Practice resurrection.
here’s to losing our minds and leaving false trails,
xo,
Amy (the one with the dirty fingernails), and the other Amy (with the clean fingernails)
PS if you haven’t already, please stop getting your US news primarily from Ye Olde New Amsterdam Paper of Record or The It Sure Is Getting Dark Here in DC Post, and get it from The Guardian instead. At the least.
If you have not seen Everything Everywhere All At Once a. why the fuck not? but b. in this movie you switched between universes by doing improbable things like impaling yourself on a butt-plug trophy.
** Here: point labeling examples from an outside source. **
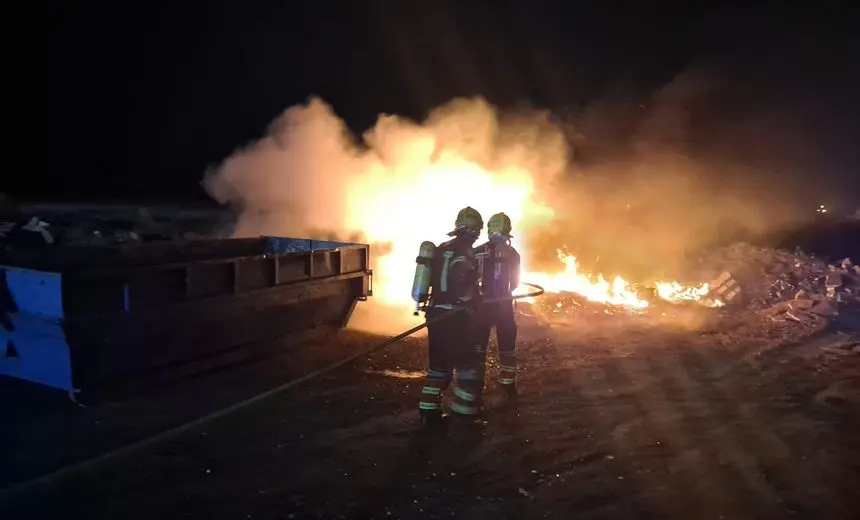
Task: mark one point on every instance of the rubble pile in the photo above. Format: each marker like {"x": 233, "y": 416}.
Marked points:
{"x": 75, "y": 227}
{"x": 784, "y": 285}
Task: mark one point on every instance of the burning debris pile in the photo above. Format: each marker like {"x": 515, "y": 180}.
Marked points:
{"x": 745, "y": 281}
{"x": 783, "y": 285}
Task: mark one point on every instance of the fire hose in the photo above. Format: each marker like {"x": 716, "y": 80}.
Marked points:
{"x": 182, "y": 428}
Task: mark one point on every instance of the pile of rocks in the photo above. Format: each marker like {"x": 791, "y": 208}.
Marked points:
{"x": 783, "y": 285}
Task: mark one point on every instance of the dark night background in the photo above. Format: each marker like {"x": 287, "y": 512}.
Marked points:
{"x": 131, "y": 101}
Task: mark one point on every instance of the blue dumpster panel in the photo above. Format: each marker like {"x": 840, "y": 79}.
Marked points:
{"x": 68, "y": 326}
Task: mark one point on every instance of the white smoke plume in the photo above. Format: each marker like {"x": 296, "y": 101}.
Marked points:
{"x": 633, "y": 206}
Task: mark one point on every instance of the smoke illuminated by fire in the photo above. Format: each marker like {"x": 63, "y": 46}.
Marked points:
{"x": 404, "y": 183}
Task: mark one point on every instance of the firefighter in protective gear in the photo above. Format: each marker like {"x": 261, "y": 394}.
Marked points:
{"x": 499, "y": 263}
{"x": 451, "y": 352}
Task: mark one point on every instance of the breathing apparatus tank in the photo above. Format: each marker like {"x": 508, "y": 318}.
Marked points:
{"x": 423, "y": 274}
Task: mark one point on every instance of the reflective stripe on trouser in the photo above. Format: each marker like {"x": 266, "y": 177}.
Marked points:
{"x": 442, "y": 338}
{"x": 467, "y": 393}
{"x": 431, "y": 394}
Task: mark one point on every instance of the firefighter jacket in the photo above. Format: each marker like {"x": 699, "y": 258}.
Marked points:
{"x": 455, "y": 274}
{"x": 499, "y": 264}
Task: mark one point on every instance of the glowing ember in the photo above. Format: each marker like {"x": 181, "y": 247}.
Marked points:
{"x": 617, "y": 292}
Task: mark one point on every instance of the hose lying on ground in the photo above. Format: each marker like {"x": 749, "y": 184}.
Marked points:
{"x": 182, "y": 428}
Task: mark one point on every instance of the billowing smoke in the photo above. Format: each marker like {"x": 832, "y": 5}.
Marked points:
{"x": 624, "y": 185}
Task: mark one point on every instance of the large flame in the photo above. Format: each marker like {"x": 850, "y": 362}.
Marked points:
{"x": 405, "y": 210}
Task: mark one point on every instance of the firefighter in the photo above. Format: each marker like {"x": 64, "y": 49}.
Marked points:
{"x": 454, "y": 285}
{"x": 499, "y": 263}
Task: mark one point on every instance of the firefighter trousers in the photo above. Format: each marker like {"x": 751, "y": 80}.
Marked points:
{"x": 501, "y": 316}
{"x": 451, "y": 356}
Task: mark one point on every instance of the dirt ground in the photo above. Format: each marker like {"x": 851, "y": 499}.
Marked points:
{"x": 614, "y": 421}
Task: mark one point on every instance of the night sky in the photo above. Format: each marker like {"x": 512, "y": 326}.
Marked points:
{"x": 132, "y": 101}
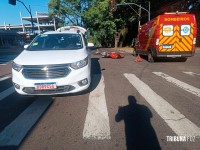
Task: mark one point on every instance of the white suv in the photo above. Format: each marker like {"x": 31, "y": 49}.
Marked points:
{"x": 55, "y": 62}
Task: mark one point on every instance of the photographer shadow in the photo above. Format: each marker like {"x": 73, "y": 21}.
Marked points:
{"x": 138, "y": 129}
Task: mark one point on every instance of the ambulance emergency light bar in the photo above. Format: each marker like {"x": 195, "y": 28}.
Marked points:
{"x": 176, "y": 13}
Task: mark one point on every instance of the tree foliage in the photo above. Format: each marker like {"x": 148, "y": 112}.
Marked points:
{"x": 102, "y": 24}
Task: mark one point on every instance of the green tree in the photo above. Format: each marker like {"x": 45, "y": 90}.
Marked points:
{"x": 100, "y": 23}
{"x": 70, "y": 11}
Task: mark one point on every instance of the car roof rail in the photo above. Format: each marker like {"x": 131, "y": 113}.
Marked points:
{"x": 72, "y": 28}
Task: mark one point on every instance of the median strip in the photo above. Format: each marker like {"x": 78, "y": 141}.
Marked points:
{"x": 15, "y": 132}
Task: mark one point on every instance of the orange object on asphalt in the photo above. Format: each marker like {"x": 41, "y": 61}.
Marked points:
{"x": 138, "y": 58}
{"x": 115, "y": 55}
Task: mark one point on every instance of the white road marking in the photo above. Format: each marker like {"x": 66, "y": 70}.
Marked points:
{"x": 179, "y": 83}
{"x": 6, "y": 93}
{"x": 175, "y": 120}
{"x": 192, "y": 74}
{"x": 97, "y": 125}
{"x": 15, "y": 132}
{"x": 5, "y": 77}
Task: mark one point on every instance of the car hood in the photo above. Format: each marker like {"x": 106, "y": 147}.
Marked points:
{"x": 50, "y": 57}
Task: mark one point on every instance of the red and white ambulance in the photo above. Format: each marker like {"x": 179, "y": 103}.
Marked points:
{"x": 168, "y": 35}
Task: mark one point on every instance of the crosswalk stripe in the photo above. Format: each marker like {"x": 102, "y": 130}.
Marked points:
{"x": 179, "y": 83}
{"x": 6, "y": 93}
{"x": 192, "y": 74}
{"x": 175, "y": 120}
{"x": 97, "y": 125}
{"x": 15, "y": 132}
{"x": 5, "y": 77}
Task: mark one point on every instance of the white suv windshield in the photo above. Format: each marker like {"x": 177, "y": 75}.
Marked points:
{"x": 56, "y": 42}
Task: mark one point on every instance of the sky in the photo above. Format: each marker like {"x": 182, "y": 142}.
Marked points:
{"x": 11, "y": 14}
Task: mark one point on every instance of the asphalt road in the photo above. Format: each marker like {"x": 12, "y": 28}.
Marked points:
{"x": 129, "y": 105}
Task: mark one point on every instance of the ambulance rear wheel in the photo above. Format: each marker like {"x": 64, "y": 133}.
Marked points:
{"x": 150, "y": 57}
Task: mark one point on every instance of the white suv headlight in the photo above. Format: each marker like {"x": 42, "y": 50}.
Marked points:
{"x": 16, "y": 66}
{"x": 79, "y": 64}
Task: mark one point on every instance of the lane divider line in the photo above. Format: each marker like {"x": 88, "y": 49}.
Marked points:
{"x": 97, "y": 125}
{"x": 192, "y": 74}
{"x": 15, "y": 132}
{"x": 179, "y": 83}
{"x": 174, "y": 119}
{"x": 6, "y": 93}
{"x": 5, "y": 77}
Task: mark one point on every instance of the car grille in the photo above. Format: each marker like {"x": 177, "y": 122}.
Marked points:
{"x": 45, "y": 71}
{"x": 58, "y": 90}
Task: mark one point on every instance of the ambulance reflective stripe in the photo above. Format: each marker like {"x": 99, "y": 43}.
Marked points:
{"x": 181, "y": 40}
{"x": 154, "y": 26}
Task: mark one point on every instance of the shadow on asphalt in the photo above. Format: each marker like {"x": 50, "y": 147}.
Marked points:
{"x": 138, "y": 129}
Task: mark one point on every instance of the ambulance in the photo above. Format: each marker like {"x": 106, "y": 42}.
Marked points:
{"x": 169, "y": 35}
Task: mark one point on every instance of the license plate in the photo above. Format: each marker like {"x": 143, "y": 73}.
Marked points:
{"x": 167, "y": 46}
{"x": 45, "y": 86}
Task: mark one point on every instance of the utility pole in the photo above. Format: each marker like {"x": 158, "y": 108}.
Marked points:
{"x": 148, "y": 11}
{"x": 13, "y": 2}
Also, A24, the production company, sold the butt-plug for 60,000 dollars, apparently. Also, why not get into butt stuff as a coping mechanism these days, if you haven’t tried it before? Sex is a healthy, fun, creative hobby! I recommend silicone lube.
If you click through that gift article you can see Bret Stephens trying to tell Masha Gessen and Tressie McMillan Cottom that universities like Columbia are “essentially factories of Maoist cadres” —which the fact that these two brilliant humans even have to sit down with this idiot to have a ‘debate’ when he has almost certainly never met an actual Maoist in his life — is just one glaring example of how much more woke the world needs to get before we stop having to tolerate men spouting complete NONSENSE in Ye Olde New Amsterdam Paper of Record.
The exact lede to this review of a book about a woman thru-hiker: “In the long shadow of Cheryl Strayed’s “Wild,” it borders on ambitious to write a book about a solo female hiker setting off on a long, prickly journey.”
If this reference makes no sense, you can go ahead and gargle Kristi Noem Rolex El Salvador Photo Op. That, unfortunately, is a totally real thing that happened in both this, the fictional universe, and the real one where the Amy Newell with dirty fingernails lives.
This is another season 3 White Lotus reference and if you haven’t seen it yet don’t worry it’s not important.